El trabajo pedagógico es solo un ejemplo, lo que quiero decir es que cualquier trabajo parece incompatible con el hecho de escribir, pero qué hacer si alguien tiene familia que mantener y deudas, muchas deudas, pero igual necesita escribir. En fin, el soltero Fernando Pessoa trabajó toda su vida en un puesto de funcionario oscuro, un puesto que nada tenía que ver con la literatura. Luego de su trabajo escribía, o sea, vivía. Otro gran trabajador fue Bukowski (el narrador del patio trasero del imperio), por lo menos de eso se jactaba en sus textos, trabajador de empleos menores, siempre luchando por escribir a pesar de todo decía en algu-nos de sus poemas que si alguien quería escribir lo haría aunque trabajara 14 horas y no tuviera ni una mesa en su casa. Parra trabajó toda su vida de profesor.

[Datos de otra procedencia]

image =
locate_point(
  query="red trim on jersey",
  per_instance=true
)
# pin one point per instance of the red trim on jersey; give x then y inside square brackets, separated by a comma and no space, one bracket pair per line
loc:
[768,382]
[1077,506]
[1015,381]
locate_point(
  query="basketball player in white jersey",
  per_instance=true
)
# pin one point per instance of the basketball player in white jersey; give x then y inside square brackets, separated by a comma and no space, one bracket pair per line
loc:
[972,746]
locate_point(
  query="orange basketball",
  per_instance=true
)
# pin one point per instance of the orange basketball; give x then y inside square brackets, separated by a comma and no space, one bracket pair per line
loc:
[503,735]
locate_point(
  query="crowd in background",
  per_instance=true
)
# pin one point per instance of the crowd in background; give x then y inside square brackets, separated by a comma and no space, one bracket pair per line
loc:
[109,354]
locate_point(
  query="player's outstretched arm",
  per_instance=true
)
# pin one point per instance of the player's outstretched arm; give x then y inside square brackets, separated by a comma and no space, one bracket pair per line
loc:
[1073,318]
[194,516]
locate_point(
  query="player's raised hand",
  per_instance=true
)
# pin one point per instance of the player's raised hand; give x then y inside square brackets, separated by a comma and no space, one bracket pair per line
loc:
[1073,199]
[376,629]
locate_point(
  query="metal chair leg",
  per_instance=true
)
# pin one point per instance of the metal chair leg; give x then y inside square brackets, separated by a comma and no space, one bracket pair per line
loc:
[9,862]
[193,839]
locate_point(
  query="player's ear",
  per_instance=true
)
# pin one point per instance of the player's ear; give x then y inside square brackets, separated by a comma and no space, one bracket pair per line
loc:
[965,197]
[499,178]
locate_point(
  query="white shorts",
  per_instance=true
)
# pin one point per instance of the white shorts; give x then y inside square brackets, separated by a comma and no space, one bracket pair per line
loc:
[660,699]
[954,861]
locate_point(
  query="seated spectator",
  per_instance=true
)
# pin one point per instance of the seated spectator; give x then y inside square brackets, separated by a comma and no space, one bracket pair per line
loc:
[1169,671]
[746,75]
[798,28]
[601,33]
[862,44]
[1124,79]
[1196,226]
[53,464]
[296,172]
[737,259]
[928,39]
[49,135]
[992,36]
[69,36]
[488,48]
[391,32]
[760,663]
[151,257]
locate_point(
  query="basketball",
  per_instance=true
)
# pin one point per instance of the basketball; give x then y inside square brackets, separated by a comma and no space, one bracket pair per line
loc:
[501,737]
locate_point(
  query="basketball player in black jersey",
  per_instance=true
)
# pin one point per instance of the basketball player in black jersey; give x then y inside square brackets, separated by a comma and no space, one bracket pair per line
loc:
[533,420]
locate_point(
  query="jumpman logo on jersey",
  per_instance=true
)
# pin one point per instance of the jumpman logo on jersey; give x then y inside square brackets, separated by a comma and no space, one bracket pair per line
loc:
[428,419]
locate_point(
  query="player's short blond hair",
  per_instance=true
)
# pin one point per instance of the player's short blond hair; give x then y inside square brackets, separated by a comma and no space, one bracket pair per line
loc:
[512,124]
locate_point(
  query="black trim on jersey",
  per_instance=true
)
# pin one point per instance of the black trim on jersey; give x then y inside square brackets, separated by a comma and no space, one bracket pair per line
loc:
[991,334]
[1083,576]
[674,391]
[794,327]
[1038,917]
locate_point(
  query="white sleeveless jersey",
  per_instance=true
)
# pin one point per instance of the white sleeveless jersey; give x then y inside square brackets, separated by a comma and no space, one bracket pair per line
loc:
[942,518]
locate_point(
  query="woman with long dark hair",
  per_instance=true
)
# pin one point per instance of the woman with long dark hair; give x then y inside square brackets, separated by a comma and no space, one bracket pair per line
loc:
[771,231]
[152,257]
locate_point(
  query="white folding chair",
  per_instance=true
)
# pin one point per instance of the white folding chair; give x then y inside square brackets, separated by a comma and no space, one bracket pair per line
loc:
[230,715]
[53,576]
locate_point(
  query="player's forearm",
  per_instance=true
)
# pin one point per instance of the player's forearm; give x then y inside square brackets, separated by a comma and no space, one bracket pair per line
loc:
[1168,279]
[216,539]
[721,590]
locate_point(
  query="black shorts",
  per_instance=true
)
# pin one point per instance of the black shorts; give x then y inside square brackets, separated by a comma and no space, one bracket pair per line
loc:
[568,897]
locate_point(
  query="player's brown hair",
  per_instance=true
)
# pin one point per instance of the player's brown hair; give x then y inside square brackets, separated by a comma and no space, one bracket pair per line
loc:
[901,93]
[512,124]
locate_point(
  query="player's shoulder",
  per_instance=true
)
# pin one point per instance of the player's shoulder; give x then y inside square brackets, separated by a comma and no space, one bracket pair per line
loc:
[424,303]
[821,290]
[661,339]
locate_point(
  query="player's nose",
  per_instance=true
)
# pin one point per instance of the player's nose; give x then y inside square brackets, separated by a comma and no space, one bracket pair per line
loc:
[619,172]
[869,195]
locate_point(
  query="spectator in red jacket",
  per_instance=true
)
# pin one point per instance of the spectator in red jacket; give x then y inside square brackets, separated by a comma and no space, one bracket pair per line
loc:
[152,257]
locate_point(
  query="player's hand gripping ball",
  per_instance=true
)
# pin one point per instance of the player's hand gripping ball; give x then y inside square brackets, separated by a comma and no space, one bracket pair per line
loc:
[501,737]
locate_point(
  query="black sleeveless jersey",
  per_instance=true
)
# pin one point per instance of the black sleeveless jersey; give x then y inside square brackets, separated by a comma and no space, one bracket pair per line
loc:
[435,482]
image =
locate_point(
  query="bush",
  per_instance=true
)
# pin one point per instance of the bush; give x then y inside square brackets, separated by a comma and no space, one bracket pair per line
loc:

Si tomamos estos casos, entonces aún tenemos una esperanza.

Porque si huyendo de la indigencia, el escritor ha decido tener un empleo con imposiciones y seguro de salud (si es que tiene suerte y no está contratado a honorarios de marzo a diciembre), pues tiene familia e hijos que mantener y aun-que deba escuchar a su mujer por las noches, hablándole pestes de su propio trabajo o cansado de todo, vegete frente a las noticias de la televisión, antes de dormir, a pesar de todo si ese escritor quiere escribir, esto dejará de ser una utopía.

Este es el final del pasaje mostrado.